NIPS 2017
Mon Dec 4th through Sat the 9th, 2017 at Long Beach Convention Center
Reviewer 1
In this paper, the authors propose a novel probabilistic convolutional sparse coding model (alpha-stable CSC) for learning shift-invariant atoms from raw neural signals. They propose an inference strategy based on Monte Carlo EM to deal efficiently with heavy tailed noise and take into account the polarity of neural activations with a positivity constraint. The formulation allows the use of fast quasi-Newton methods for the M-step which outperform previously proposed state-of-the-art ADMM based algorithms. The experiment results on LFP data demonstrate that such algorithms can be robust to the presence of transient artifacts in data and reveal insights on neural time-series without supervision.
The main contribution of this study is extending a general (alpha-stable distribution) framework, comparing to the Gaussian distribution. From experiment point of view, the proposed approach is very useful. However, there are a few comments and suggestions for the authors to consider:
(1) Figure 1(a) only demonstrates the PDFs of alpha-stable distributions characterized by alpha and beta. Please try to describe the characters of the scale parameter and location parameter.
(2) As written in the paper, “As an important special case of the alpha-stable distributions, we obtain the Gaussian distribution when alpha= 2 and beta = 0”, the authors emphasize that the current CSC models might be limited as they consider an L2 reconstruction error. While the extending model is more robust to corrupted data than the Gaussian models. However, I wonder if the experiments should include Gaussian Mixture Model as a fair comparison.
(3) How to determine the parameters (i.e., lambda, N, T, L, K), respectively, in synthetic and LEP data experiments?
Reviewer 2
The paper proposes a probabilistic variant of Convolutional Sparse Coding using alpha Stable distributions. Overall the paper is well written, and the method appears to be novel. The authors develop an EM approach to solving the problem, where the E step corresponds to finding the distributional parameters and an M step that corresponds to standard (non-probabilistic) CSC. This appears to improve robustness. Another plus for this paper is that source code has been provided.
- L62: "l2 reconstruction error, which corresponds to assuming an additive Gaussian noise distribution". I don't think this is true: l2 reconstruction error corresponds to a Gaussian likelihood. A Gaussian noise distribution corresponds to a l2 regulariser
- L115-7: "It is easy to verify that the MAP estimate for this probabilistic model, i.e. maxd,z log p(d, z|x), is identical to the original optimization problem defined in (1)." I've Not come across the 1 norm being the MAP estimate of the exponential distribution before (normally Laplace (double exponential)). Could you explain how this is the case?
- eq 3: Should mention that only symmetric stable distributions are being considered
- L139-140: "It can be easily shown that both formulations of the CSC model are identical by marginalizing the joint distribution". Not immediately obvious - can this be included in the supplemental?

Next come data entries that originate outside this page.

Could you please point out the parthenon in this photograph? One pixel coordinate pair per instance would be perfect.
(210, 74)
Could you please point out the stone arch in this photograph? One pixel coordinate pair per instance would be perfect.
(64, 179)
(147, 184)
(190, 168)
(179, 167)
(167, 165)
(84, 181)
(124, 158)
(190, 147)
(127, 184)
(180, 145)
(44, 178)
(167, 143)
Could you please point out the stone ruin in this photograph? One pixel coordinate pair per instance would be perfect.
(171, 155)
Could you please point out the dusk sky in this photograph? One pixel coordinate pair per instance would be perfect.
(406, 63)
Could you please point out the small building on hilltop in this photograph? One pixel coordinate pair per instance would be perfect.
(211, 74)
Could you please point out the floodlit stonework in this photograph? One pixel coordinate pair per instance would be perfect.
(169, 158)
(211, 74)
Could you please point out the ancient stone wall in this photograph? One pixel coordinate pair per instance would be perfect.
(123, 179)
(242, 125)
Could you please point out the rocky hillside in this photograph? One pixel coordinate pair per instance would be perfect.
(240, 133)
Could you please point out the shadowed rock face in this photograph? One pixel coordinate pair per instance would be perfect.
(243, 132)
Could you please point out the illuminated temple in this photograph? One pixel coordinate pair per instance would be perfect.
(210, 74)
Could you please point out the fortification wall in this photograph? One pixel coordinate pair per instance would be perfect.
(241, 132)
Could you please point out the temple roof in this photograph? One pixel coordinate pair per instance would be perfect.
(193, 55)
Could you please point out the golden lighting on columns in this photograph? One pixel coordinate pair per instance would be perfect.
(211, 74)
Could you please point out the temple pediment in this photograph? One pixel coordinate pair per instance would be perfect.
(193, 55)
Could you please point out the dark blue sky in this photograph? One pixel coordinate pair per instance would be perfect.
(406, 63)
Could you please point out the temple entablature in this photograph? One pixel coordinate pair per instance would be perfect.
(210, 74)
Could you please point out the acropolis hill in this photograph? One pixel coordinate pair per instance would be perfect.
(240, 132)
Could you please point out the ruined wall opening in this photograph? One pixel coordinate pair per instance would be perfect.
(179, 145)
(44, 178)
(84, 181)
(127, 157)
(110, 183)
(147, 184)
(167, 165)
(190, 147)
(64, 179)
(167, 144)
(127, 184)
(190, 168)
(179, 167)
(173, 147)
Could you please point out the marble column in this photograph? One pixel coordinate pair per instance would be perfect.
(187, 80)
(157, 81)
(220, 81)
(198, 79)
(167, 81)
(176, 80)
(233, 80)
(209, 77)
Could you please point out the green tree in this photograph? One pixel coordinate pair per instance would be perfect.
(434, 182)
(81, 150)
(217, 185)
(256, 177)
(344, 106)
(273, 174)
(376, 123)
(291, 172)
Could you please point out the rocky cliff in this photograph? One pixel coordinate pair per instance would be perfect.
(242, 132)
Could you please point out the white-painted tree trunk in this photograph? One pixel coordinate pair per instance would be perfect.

- L157 not obvious where the weights come from
Reviewer 3
The paper presents a new sparse coding method by using alpha-stable sampling distributions (instead of Gaussians) when sampling convolutional sparse codes. This proposed model is shown to approximate the heavy-tailed neural data distributions. A sampling based inference algorithm is presented and evaluated on neural time-series data. All told this is a good contribution. The necessity of modeling heavy-tailed data and noise is critical in neuroscience applications where, in certain cases, these tails contain the discriminatory signals among different groups/subsets/classes of the data. Below are some pointers to improve the paper.
1. The authors propose a EM and MH based sampling learning/inference for the proposed model. However, CSC can be posed as efficient bi-convex problem which gives guarantees (unlike the EM-style local minima). Does the proposed model entail a more biconvex type learning? If not, this needs to explained clearly (and related work needs to be improved). If so, then why is that modeling not considered? Does taking the sampling route tie-up to some properties of alpha-stable distributions? These modeling aspects needs to be explained.

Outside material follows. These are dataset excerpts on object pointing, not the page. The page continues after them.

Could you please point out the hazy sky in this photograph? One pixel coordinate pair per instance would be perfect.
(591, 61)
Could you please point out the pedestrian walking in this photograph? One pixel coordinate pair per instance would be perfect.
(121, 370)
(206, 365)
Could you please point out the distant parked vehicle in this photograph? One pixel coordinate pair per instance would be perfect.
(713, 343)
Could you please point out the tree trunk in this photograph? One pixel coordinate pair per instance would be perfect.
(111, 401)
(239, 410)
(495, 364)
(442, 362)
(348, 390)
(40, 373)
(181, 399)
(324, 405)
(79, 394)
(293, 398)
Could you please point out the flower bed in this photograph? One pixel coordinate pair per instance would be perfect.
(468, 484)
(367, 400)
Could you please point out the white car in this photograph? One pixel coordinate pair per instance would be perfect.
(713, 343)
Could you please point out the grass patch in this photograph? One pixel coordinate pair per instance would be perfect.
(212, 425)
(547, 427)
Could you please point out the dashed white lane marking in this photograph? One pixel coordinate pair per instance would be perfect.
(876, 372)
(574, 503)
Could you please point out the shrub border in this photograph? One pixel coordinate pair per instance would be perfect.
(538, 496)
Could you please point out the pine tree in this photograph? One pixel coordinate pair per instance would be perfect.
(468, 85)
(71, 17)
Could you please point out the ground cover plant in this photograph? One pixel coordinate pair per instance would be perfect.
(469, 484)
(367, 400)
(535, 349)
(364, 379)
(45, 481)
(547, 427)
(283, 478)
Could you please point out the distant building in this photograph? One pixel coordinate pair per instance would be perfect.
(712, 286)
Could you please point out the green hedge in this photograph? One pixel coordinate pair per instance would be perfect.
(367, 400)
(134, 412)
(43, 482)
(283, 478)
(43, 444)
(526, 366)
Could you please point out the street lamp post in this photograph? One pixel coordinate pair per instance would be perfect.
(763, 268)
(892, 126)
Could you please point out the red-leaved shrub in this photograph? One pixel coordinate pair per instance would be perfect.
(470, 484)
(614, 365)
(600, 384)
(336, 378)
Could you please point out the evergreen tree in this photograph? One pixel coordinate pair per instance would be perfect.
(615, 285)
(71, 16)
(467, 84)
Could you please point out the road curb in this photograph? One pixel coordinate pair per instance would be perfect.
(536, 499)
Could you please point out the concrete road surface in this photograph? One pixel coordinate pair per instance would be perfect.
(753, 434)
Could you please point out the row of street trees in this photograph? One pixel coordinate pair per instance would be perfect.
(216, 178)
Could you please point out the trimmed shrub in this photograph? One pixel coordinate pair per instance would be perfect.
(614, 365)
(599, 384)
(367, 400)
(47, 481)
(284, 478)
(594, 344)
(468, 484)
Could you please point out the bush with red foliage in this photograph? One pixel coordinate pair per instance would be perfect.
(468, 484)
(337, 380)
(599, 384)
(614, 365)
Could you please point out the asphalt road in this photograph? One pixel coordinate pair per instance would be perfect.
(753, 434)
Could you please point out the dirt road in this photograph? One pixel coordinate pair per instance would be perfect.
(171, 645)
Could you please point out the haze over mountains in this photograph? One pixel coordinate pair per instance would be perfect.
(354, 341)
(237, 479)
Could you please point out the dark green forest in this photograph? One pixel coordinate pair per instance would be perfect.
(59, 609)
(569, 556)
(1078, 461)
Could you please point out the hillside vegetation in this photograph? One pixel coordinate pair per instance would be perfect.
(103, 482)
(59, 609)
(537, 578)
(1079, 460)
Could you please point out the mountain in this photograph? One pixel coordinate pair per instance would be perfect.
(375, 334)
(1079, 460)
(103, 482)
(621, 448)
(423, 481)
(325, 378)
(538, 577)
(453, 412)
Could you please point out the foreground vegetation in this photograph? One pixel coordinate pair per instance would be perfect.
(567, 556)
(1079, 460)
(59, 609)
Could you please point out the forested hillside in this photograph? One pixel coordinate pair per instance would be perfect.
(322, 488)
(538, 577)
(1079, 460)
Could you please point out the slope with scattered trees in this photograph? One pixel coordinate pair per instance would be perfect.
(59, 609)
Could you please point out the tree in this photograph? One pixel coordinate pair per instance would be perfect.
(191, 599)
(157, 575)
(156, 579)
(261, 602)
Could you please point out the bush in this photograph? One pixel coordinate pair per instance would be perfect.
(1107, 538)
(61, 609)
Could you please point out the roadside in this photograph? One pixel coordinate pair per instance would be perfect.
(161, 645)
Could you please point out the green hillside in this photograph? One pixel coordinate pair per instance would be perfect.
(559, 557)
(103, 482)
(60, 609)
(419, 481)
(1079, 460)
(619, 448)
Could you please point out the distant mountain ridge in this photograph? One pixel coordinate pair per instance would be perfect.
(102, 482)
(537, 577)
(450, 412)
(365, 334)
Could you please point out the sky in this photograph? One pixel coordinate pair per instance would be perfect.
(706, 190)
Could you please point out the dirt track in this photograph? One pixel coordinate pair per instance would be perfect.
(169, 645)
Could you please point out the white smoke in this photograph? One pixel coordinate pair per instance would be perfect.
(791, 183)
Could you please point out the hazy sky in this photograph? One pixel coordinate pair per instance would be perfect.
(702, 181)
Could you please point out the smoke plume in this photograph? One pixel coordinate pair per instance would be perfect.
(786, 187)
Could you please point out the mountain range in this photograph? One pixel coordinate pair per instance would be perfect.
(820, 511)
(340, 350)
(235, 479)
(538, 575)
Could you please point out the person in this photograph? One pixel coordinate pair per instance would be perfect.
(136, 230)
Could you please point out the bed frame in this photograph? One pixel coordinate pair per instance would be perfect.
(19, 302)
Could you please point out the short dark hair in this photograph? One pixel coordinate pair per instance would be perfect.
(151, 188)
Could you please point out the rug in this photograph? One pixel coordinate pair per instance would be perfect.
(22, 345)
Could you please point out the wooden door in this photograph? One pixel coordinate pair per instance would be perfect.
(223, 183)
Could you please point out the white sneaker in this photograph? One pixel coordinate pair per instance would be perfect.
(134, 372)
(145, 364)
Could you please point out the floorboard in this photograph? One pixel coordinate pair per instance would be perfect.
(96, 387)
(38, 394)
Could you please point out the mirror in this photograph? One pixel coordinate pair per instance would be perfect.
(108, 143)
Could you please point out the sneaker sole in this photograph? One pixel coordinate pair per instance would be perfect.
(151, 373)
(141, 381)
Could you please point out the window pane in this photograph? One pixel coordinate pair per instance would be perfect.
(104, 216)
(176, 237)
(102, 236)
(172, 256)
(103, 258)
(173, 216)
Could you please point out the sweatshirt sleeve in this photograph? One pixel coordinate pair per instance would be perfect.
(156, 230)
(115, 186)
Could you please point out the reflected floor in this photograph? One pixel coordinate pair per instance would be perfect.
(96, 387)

2. It seems that the influence/choice of alpha is not explicit in the sampling scheme. Since the basis of the paper is that alpha is not going to be equal to 2 (i.e., gaussian is not the correct choice), some evaluations justifying this in practice needs to be reported (e.g., estimating the alpha that gave rise to the correct bases from Fig 5; beyond simply setting it to some fixed value like 1.2). More generally influence of all hyper-parameters needs to be addressed.